First-time Configuration

Confirm your installation is working by issuing the git command from within your terminal. You should see a number of subcommands avaialable to you.

The first time you use git you will encounter a couple of setup issues:

  • The first time you clone a repository from GitHub using a new ssh key you will get a “key fingerprint” approval request. You can safely say “Yes” to this request, which you will only be asked once.
  • The first time you try to commit code on your laptop using git you will be asked to configure two global settings - your name and email. These settings identify you in the log of commits and changes. Here are the two settings; replace the values in quotes with your own info:

    git config --global user.name "Your Name"
    git config --global user.email "mst3k@virginia.edu
    

Signing In

GitHub offers three ways to authenticate your local computer to GitHub. Usernames and passwords are no longer an option, as they present security risks. Instead you can use SSH keys or Tokens. We recommend you use the GCM.

  • Git Credential Manager (GCM) - GCM is a separate piece of software that authenticates you to GitHub via your consent in a web page OAuth transaction.

    Install the software by following these instructions.

    Once it’s installed and configured, Git Credential Manager is called implicitly by Git. You don’t have to do anything special, and GCM isn’t intended to be called directly by the user. For example, when pushing (git push) to Azure DevOps, Bitbucket, or GitHub, a window will automatically open and walk you through the sign-in process. (This process will look slightly different for each Git host, and even in some cases, whether you’ve connected to an on-premises or cloud-hosted Git host.) Later Git commands in the same repository will re-use existing credentials or tokens that GCM has stored for as long as they’re valid.

    To clone a repository authenticated using the GCM, the command and URL of the repository will look something like:

      git clone https://github.com/ACCOUNT/REPOSITORY.git
    
  • Personal Access Tokens (PATs) - PATs are long, randomized tokens that can be scoped with specific levels of permissions. More on how to authenticate using PATs can be found here. More details about how to configure your local system are also available.

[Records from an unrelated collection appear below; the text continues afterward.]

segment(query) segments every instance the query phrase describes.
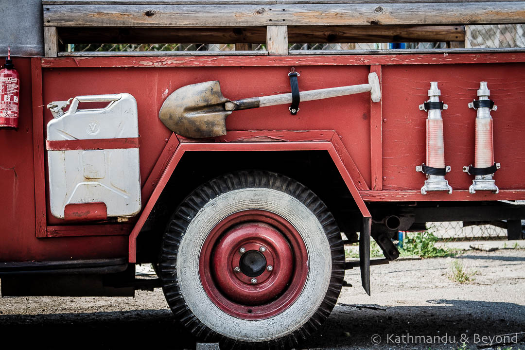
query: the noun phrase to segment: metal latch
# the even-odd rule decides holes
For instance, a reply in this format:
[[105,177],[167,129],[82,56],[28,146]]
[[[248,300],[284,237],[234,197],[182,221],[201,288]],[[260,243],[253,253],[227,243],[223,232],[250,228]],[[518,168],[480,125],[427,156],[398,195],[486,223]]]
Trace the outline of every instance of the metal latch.
[[73,98],[67,101],[54,101],[47,105],[47,108],[51,111],[54,118],[58,118],[64,115],[64,109],[66,106],[69,105]]

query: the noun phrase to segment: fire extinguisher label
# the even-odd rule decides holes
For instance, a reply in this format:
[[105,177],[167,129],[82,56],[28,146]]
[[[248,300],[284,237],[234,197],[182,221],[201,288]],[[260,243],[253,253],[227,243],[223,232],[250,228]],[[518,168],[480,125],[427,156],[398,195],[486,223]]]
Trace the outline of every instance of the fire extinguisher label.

Or watch the video below:

    Learn about Tokens

    To clone a repository authenticated using a token, the command and URL of the repository will look something like:

      git clone https://github.com/ACCOUNT/REPOSITORY.git
    

    Using a Personal Access Token with GitHub

  • SSH Keys - you can also use SSH keypairs to authenticate your command-line to GitHub. These allow your pushes and pulls, etc. to authenticate seamlessly to GitHub as a full owner of the repository. More about SSH authentication to GitHub is available here.

    Learn about SSH

    To clone a repository authenticated using SSH keys, the command and URL of the repository will look something like:

      git clone git@github.com:ACCOUNT/REPOSITORY.git
    

    Using SSH keys with GitHub

Troubleshooting Authentication

  • SSH key warnings are verbose and should be somewhat easy to interpret.

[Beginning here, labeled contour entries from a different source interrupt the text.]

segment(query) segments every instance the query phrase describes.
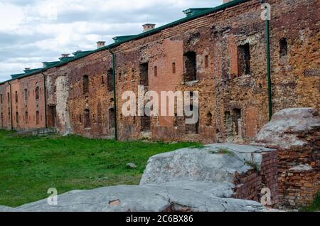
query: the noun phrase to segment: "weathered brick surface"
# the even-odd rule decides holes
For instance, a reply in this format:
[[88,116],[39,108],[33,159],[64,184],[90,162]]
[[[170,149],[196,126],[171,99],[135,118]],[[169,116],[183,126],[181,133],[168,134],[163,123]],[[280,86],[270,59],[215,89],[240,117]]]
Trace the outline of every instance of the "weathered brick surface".
[[[320,128],[299,134],[306,146],[279,149],[279,193],[281,205],[287,208],[305,207],[312,203],[320,191]],[[297,170],[300,164],[310,170]]]
[[235,198],[252,200],[260,202],[262,189],[267,188],[271,191],[271,205],[279,205],[277,153],[272,151],[262,154],[260,171],[251,170],[245,174],[236,173],[235,176]]

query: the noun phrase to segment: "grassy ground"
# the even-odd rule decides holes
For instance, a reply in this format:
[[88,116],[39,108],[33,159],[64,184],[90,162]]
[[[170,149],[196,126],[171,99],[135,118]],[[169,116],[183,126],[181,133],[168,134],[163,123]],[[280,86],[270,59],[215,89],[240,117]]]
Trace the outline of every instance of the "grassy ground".
[[[0,130],[0,205],[16,207],[58,193],[139,184],[149,157],[193,143],[116,142],[80,136],[15,137]],[[133,162],[136,169],[128,169]]]

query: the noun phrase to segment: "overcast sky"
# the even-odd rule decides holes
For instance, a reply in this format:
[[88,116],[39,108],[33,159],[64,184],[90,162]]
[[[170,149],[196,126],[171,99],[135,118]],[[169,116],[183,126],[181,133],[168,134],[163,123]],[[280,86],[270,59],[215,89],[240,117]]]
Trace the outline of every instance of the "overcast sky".
[[213,7],[223,0],[1,0],[0,81],[25,68],[41,68],[61,53],[92,50],[96,42],[140,33],[184,16],[188,8]]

  • When a PAT is invalid, the user will be given a username and password prompt. This is likely because the PAT has expired or is malformed.

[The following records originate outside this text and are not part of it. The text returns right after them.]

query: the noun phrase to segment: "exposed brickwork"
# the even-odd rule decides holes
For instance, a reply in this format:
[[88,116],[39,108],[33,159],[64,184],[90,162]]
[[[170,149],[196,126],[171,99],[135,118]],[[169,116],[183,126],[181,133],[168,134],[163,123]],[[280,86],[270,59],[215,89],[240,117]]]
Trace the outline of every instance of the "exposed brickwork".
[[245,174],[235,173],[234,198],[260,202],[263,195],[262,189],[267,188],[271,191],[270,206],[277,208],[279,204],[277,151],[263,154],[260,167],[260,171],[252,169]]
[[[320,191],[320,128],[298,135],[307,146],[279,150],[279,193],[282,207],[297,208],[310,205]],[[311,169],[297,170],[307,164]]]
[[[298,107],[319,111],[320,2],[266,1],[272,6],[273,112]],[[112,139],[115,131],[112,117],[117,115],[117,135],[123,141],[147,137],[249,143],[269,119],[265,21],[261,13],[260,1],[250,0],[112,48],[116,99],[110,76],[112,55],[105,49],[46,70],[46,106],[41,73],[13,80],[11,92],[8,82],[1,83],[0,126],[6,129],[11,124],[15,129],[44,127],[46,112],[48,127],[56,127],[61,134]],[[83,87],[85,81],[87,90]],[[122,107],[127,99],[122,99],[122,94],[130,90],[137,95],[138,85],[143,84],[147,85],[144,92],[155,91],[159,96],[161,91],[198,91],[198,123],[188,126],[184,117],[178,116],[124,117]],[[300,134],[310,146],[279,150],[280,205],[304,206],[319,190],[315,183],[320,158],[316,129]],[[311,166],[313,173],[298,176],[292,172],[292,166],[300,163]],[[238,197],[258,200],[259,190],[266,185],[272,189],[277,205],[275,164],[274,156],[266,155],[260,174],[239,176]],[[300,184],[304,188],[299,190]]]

  • Remember that if you inject your PAT token value into the GitHub repository URL in the moment of cloning, that token is hard-coded into the .git/config file of that repository. You should update that URL with a fresh PAT as needed.

Key Rotation

Whether you use SSH keys or PATs to authenticate to GitHub or any other provider, it is highly recommended that you rotate them at least once a year. This ensures that a stolen or shared key, that is still active, does not offer an attacker any privileges to your account.

How to remove an SSH key from GitHub

  1. Go to https://github.com/settings/ssh
  2. Find the public key you want to remove.
  3. Use the “Delete” button to remove it from GitHub.
  4. Delete the corresponding private key on your local computer.

How to remove a PAT from GitHub

  1. Go to https://github.com/settings/tokens
  2. Find the token you want to remove.
  3. Use the “Delete” button to remove it from GitHub.